If you get yourself a PS3, you're buying into an insanely rich library of really top-quality RPG experiences, and there were just so many ways we could have made this pick. Bethesda's Oblivion or Skyrim are both excellent, as are EA's Dragon Age games, Square's Final Fantasy and Ni no Kuni games… The list of RPGs could keep you gaming through to when the PlayStation 10 comes out, more or less.
The Mass Effect Trilogy brings together three epic games that blend the best of Sci-Fi RPG tropes with a rich plot that means it's as much an enjoyable Sci-Fi epic to watch as it is to wend your way through. It meshes in that character development and narrative with a gameplay model that's also great fun to play, so you're not just stuck in endless cutscenes with little to do. Its open universe invites exploration, and it's a world you can so very easily get lost in for a very long time.
The PlayStation 3's power meant that it could put a lot of detail into fighting games, but the maturity of that particular gaming niche means that many of the best titles come from the well-established stalwarts of the genre.
That's absolutely the case for Ultra Street Fighter IV, a game that Capcom effectively iterated on with regular releases through the PlayStation 3's lifespan.
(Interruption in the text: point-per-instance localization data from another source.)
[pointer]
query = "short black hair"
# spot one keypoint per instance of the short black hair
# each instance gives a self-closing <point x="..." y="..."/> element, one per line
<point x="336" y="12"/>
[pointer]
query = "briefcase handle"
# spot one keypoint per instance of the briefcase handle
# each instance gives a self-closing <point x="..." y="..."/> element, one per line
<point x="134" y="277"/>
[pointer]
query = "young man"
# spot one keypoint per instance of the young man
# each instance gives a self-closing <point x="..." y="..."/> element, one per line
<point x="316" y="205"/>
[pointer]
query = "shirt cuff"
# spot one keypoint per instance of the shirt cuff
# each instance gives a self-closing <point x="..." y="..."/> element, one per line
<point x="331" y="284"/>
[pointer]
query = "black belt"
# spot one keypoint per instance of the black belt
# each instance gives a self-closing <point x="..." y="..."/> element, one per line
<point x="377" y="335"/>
It's pretty much the definitive edition of Street Fighter IV, with a deep fighting system that means the purists could keep themselves happy counting frames, while the more casual players could enjoy the widened roster and dazzling combat effects.
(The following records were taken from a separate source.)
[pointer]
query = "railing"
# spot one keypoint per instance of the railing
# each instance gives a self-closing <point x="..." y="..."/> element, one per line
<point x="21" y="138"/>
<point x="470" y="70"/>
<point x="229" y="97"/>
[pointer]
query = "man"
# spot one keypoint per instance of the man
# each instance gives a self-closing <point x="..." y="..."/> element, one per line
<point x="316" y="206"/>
If you just want a good representation of your favourite mass-market sports – notably soccer, NFL, NHL or baseball – then it's stupidly easy to pick up one of EA's yearly updates for mere cents these days, because nothing dates faster than an annual release sports game.
The outlier in the EA sports game library, and the game we'd pick as your PS3 must-have sports title, is Skate 3. Where the Tony Hawk games took a highly arcade approach, Skate always tried to be slightly more realistic, and that made for a deeper and ultimately more challenging type of skating experience. It's a testament to just how good Skate 3 is that it's still a highly popular title and one that's been deemed in demand enough for EA to be (finally!) working on a next-gen sequel.
You're probably sick of all the Potato and Lemon memes, even now, but Portal 2 remains an absolutely classic puzzle game that still deserves its place in the best puzzle game hall of fame, and will do until somebody at Valve gets around to making a proper Portal 3. It's okay... I can wait, but only because I've already got Portal 2 to play.
Portal 2 took that basic two-portals-and-mind-bending-puzzles hook of the original and amped up the challenge with a wide variety of other world-changing aspects, such as light beams and bouncy gels, along with some of the best and funniest voice acting in all of gaming. You'll also want to hook in another player for its excellent split-screen co-op mode, which ups the ante with even more portals and fiendish puzzles to solve. Cave Johnson may have been handed lemons, but you won't be when you buy a copy of Portal 2.